High Court grants request for testimony in oligarch row
Dispute between Russian businessmen centres on role of Irish company
The High Court has granted a request from the US authorities to have current and former directors of Irish-based Coral Petroleum give evidence in connection with a dispute between Russian oligarchs.
The $2bn dispute is between plaintiff Leonid Lebedev on one side and defendants Len Blavatnik and Viktor Vekselberg on the other. Vekselberg is a large shareholder in Dublin-based Falcon Oil & Gas via his Renova vehicle.
Lebedev, who made his money in the Russian oil sector and later became involved in the film industry, alleges that he entered into a joint venture with the defendants to help drive their effort to take control of oil and gas company TNK, publicly available American court documents state.
He alleges that when the defendants later sold their interests in TNK to Russian state-owned Rosneft, he should have been entitled to at least $2bn.
Blavatnik and Vekselberg claim they never entered into a joint venture with Lebedev.
Coral's role in the case relates to whether a deal between it and a company controlled by the defendants bought out all Lebedev's interests in TNK stock, as claimed by Blavatnik and Vekselberg.
Lebedev contends that the deal only bought out his rights to receive dividends from TNK stock, not all his rights. He claims further that he wasn't bound by the Coral deal as he wasn't the company's owner.
He claims that Coral's owner was his deceased friend Martin Bartek, and claims that Bartek advised him to nominate Coral to receive the proceeds of a $600m promissory note issued by Blavatnik and Vekselberg.
All parties agree that Lebedev ultimately received the $600m via a Coral subsidiary called Agragorn, whose bank accounts Lebedev controlled. The court documents say that it is "unclear to Blavatnik and Vekselberg how Lebedev could control Agragorn's bank accounts if Agragorn was a wholly-owned subsidiary of Coral, but Lebedev had no control over Coral."
"Lebedev has submitted sworn testimony that Coral was owned by his friend, Martin Bartek, but Lebedev has also stated in a February 2014 interview with the Russian-language magazine Vedemosti, and in other documents, that Lebedev himself owned Coral," the documents say.
The New York Supreme Court asked for testimony from Coral directors and its auditors (Irish company Roberts Nathan), to try and shed light on the factual disputes between the parties. Company office records list Liam Grainger, with an address at Griffith Avenue in Dublin 9, and Helen O'Donovan, with an address at Trim Road in Navan, Co Meath, as previous Coral directors. Theofanis Philippou, a business associate of the president of Cyprus, is listed as a current director.
Both sides also dispute the nature of Coral's operations.

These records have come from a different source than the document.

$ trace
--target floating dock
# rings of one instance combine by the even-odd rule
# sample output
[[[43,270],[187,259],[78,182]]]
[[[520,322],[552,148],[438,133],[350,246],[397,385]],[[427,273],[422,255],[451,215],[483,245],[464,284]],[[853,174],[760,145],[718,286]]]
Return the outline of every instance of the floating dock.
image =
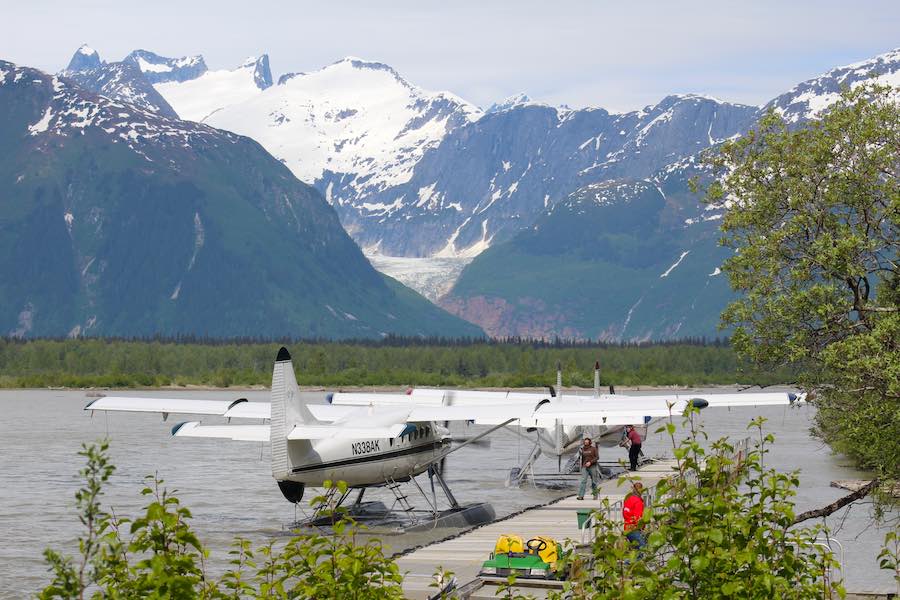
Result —
[[[671,475],[674,468],[674,460],[658,460],[641,466],[634,475],[643,482],[645,490],[652,495],[652,489],[656,484]],[[621,502],[629,489],[630,485],[627,483],[618,485],[618,478],[608,479],[600,484],[597,500],[591,499],[590,494],[587,494],[584,500],[578,500],[573,494],[413,550],[397,559],[400,572],[404,573],[404,594],[414,600],[432,597],[437,590],[429,587],[429,584],[434,581],[434,573],[440,567],[445,571],[452,571],[459,586],[471,594],[464,597],[494,598],[496,588],[493,585],[478,589],[481,587],[478,572],[501,534],[514,533],[522,536],[523,540],[545,535],[560,542],[565,539],[581,542],[584,531],[578,528],[577,511],[599,509],[606,499],[613,506],[610,516],[621,519]],[[515,490],[510,490],[510,493],[515,493]],[[527,584],[523,583],[523,588],[525,585]],[[538,598],[542,596],[540,589],[529,588],[522,591]]]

"Coral's publicly available records - including Coral's Memorandum of Association - indicate that the object for which the company was established is, inter alia, to act as a 'general agent on behalf of principals'. In addition, Coral's publicly available financial statements - audited by Roberts Nathan - indicate that Coral has had minimal financial activity and no substantial operations of any kind," the court documents say.
"Thus, Blavatnik's and Vekselberg's understanding is that, at all relevant times, Coral was merely a shell entity that Lebedev selected to act as his agent for purposes of entering transactions with Blavatnik and Vekselberg. Lebedev, however, contends that Coral is a 'well-known oil trading company' with substantial trading operations.
"To bolster this assertion, Lebedev purported to obtain a completely different set of financial statements - which are not publicly available and which appear to be audited by the Swiss firm Alber Rolle - from a colleague, Nikita Belous, who now works at Lebedev's company, Sintez."